Student organizations across the country have voiced opposition to the legislation for fear that it could set a precedent for cutting fees that are a part of democratically elected organizations.
“We know that this is an attack on student unions’ autonomy and right to organize,” says CFS President Sofia Descalzi. “It kind of ties into an attack on resources that go to marginalized communities. For example, gender diversity centres, food banks, LGBTQ+ centres, and all of these services that allow students to feel safer on campus, or access the services and resources that they need to be able to study on the campus as well.”
Descalzi says that in April, the CFS received a list of fees that would be categorized as optional.
“It seems like an arbitrary distinction, as most of the ancillary fees that come from universities or colleges were deemed essential and most of the ancillary fees that come from student organizations are deemed non-essential.”
Descalzi says she is hopeful that their challenge will be addressed in court before the upcoming fall semester.
“We know that an attack on one student is an attack on all students. This sort of legislation would negatively impact student organizing across the country, not only in Ontario, and that is something that we need to stop,” she explains.
Sarah Strachan, Kwantlen Student Association VP University Affairs and B.C. representative in the CFS, says that the KSA officially supports the court challenge and opposes the Student Choice Initiative.
After the KSA left the British Columbia Federation of Students in 2018, it became one of only two remaining B.C. members of the CFS. The KSA is in a unique position where it is still involved in the Federation’s advocacy efforts, and a portion of the fees that KPU students pay to the KSA are remitted to the CFS for membership costs.

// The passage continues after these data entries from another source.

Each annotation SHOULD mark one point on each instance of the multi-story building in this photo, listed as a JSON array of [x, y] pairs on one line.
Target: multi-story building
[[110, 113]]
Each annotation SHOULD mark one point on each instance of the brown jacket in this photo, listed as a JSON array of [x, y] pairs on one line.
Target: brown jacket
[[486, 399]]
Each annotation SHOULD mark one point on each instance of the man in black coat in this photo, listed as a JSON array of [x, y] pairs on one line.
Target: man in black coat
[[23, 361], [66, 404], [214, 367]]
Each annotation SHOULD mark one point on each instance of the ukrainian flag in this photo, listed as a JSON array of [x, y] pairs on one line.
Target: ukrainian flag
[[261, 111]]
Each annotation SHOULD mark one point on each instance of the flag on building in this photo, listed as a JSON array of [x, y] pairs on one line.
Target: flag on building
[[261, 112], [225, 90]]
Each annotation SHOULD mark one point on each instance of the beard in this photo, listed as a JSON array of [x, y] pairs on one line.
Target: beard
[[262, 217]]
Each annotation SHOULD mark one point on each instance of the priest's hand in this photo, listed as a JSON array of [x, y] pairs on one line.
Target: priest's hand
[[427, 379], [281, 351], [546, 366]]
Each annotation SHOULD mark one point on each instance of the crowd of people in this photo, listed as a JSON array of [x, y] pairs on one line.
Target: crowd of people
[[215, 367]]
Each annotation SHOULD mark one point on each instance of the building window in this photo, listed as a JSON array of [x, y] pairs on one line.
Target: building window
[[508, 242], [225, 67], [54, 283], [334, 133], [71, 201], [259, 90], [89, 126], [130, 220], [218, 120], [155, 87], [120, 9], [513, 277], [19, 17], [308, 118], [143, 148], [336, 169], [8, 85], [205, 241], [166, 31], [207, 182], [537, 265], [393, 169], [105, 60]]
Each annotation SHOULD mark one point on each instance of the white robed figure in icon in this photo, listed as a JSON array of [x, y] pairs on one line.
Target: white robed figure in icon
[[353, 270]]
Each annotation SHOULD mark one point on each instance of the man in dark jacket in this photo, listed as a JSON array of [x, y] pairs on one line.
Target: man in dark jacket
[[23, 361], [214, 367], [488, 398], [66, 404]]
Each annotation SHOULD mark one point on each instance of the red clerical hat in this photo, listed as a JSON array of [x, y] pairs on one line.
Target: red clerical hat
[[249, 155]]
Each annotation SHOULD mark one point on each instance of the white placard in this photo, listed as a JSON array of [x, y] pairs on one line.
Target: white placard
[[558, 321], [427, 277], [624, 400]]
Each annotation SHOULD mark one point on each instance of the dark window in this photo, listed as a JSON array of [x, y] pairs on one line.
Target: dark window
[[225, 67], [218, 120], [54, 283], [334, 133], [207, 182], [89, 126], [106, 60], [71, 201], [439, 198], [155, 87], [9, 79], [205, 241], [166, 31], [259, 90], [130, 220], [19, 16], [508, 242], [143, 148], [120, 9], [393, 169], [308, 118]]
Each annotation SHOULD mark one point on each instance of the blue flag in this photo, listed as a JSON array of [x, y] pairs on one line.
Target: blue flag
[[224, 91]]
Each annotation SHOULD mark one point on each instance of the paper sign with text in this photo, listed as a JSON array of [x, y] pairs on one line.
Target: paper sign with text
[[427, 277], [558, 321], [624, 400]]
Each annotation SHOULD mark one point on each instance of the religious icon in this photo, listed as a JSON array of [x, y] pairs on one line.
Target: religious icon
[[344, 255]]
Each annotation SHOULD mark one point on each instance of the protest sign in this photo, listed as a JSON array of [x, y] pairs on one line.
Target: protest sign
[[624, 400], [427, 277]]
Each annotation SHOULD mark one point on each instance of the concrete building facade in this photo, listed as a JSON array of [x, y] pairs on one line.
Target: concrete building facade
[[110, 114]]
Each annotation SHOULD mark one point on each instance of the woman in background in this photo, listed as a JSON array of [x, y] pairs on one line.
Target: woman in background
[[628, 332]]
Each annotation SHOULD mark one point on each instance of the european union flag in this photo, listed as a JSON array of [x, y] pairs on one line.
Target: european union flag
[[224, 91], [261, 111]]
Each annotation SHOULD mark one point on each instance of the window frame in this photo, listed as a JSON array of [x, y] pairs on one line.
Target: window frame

“The Student Choice Initiative will affect students in Ontario by limiting the access for health and dental insurance plans, transit passes, advocacy support, peer support, food banks, jobs, and even food services that student associations provide,” Strachan wrote in an email to The Runner.
“These will then be extra expenses that students will have to pay in order to get access to these services,” she adds. “Even though the announcement was labeled as a 10 per cent tuition cut, making it sound appealing, it is really just a cover to weaken crucial student supports and diminish the quality of education students receive. Challenging this policy will help ensure the effective use of services and helping students receive supports that they need.”
Strachan shares Descalzi’s concern that if the SCI is implemented in Ontario, other provincial governments across the country might do the same, though she believes that it is not likely to happen in B.C.